Because the unemployment rate is high, spending among consumers is very low. By lowering the interest rate, this would hopefully increase loans given, and give people more of a reason, which would ultimately increase spending, because in the end, the way to get out of this recession, ironically, is to spend. This is part of the monetary policy, whereby this will eventually be implemented among chartered banks all across Canada. Another reason for this interest rate would be the hopes of the money being loaned to be used to invest in businesses; this would help to slow down the unemployment rate, because there is more money in businesses to be expended.
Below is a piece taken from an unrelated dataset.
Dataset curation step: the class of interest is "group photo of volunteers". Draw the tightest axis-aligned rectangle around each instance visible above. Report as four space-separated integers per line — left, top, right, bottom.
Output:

Although I feel this plan is overall a good idea, there are many different ways people may spend this borrowed cash that may cause even more economic problems in the future for Canada. Remember, the whole reason for the US economy in turmoil is because of loaned cash from the government that was unable to be paid back by borrowers, because of bad investments. There will obviously be more changes to be made, but this was a much needed move by the Governments of Europe, England, Canada, and possibly the US.

1 comment:

Ding said...

I agree with you that by lowering the loan interest rate may not be as good of an idea as it seems to be. By lowering the rate, the banks want an increase in loans so there is more consumption happening but they over look what is going to happen after the recession. Those that have burrowed money may not be able to pay back their loans and lead into a deeper problem. Especially with the Americans already showing some of the side affects of the excess lending, Canada should look into preventing the same problems from occurring again.